Dari praktikum yang telah dilakukan, diperoleh data parameter absorpsi sebagai
berikut :
Dari data parameter absorpsi yang diperoleh, hasil data tersebut secara umum
sudah sesuai dengan teoritis dimana laju absorpsi pada CLB (kondisi pH asam,
yaitu pH 1,2) lebih cepat daripada laju absorpsi pada CUB (kondisi pH basa, yaitu
pH 7,4) dimana hal tersebut ditunjukkan dengan 0,7637 menit (nilai K pada CLB)
lebih cepat daripada 0,772 menit (nilai K pada CUB). Selain itu, permeabilitas
obat (nilai Pm) di lambung juga lebih cepat daripada di usus, dimana hal tersebut
ditunjukkan dengan 1,5274 × 10-4 mL/mg. menit (nilai Pm pada CLB) > 1,544 ×
10-4 mL/mg.menit (nilai Pm pada CUB). Dari data tersebut juga diketahui lag time
parasetamol pada kondisi CLB lebih cepat daripada kondisi CUB, dimana hal
tersebut ditunjukkan dengan -6,1761 menit (lag time CLB) > -8,650 menit (lag
time CUB). Hal tersebut semakin memperkuat bahwa parasetamol lebih cepat
terabsorpsi pada kondisi asam, yaitu pada lambung dengan pH 1,2.

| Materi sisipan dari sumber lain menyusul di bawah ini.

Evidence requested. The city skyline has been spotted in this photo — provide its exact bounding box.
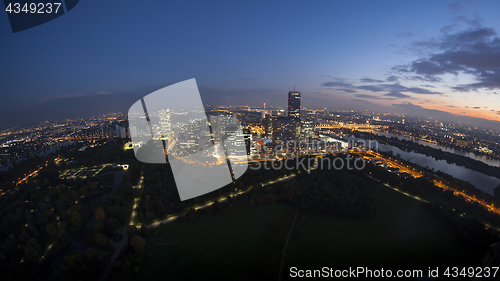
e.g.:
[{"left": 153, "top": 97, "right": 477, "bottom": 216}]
[{"left": 0, "top": 1, "right": 500, "bottom": 129}]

Interpretasi dari data parameter absorpsi tersebut adalah jika dilihat dari nilai
K yaitu parasetamol terabsorpsi lebih cepat dalam cairan lambung, jika dilihat dari
nilai Pm yaitu kemampuan parasetamol dalam menembus membran lambung
lebih cepat daripada di usus, dan jika dilihat dari lag time yaitu waktu tunggu
parasetamol sebelum terabsorpsi di lambung lebih cepat daripada di usus, dan
karena lag timenya -6,17161 menit dimana kurang dari 15 menit menunjukkan
bahwa tidak menimbulkan masalah pada proses transport melalui membran
biologis.
Namun pada data pengamatan yang diperoleh, terdapat hasil yang tidak sesuai
yaitu pada jumlah kumulatif obat yang terabsorpsi (nilai Qb). Berdasarkan data
pengamatan, hasil menunjukkan bahwa jumlah kumulatif parasetamol yang
terdapat pada CUB lebih besar daripada yang terdapat pada CLB. Jumlah obat
yang terabsorpsi pada menit ke-30 pada CUB sebesar 29,789 μg, sedangkan pada
CLB sebesar 26,849 μg. Hasil ini tidak sesuai dengan parameter absorpsi yang
diperoleh, dimana dari parameter tersebut diperkirakan dalam waktu yang sama
akumulasi obat akan lebih banyak pada CLB karena pada kondisi asam tersebut
obat akan lebih banyak dalam bentuk tak terion dan lebih mudh berdifusi pada
membrane. Hal tersebut dapat terjadi karena beberapa faktor, salah satunya yaitu
adanya perbedaan fisiologis pada usus tikus yang digunakan.
VIII. KESIMPULAN
Dari praktikum absorpsi obat per oral secara in vitro dapat disimpulkan bahwa :
1. Absorpsi parasetamol dipengaruhi oleh pH, dimana parasetamol lebih cepat
diabsorpsi di CLB dengan kondisi asam (pH 1,2). Hal ini sesuai dengan teori,
dimana parasetamol bersifat asam lemah sehingga akan lebih cepat di absorpsi
pada pH asam.
2. Dari data parameter absorpsi yang diperoleh, menunjukkan bahwa
parasetamol lebih cepat di absorpsi pada kondisi asam yaitu di lambung. Hal
ini ditunjukkan dari nilai K, Pm dan lag time dimana nilai yang dihasilkan
lebih besar atau lebih cepat pada kondisi asam (CLB).
3. Jumlah kumulatif obat yang terabsorpsi (nilai Qb) yang diperoleh
menunjukkan hasil yang tidak sesuai, dimana jumlah kumulatif parasetamol
yang terdapat pada CUB lebih besar daripada yang terdapat pada CLB (hasil
ini tidak sesuai dengan parameter absorpsi yang diperoleh).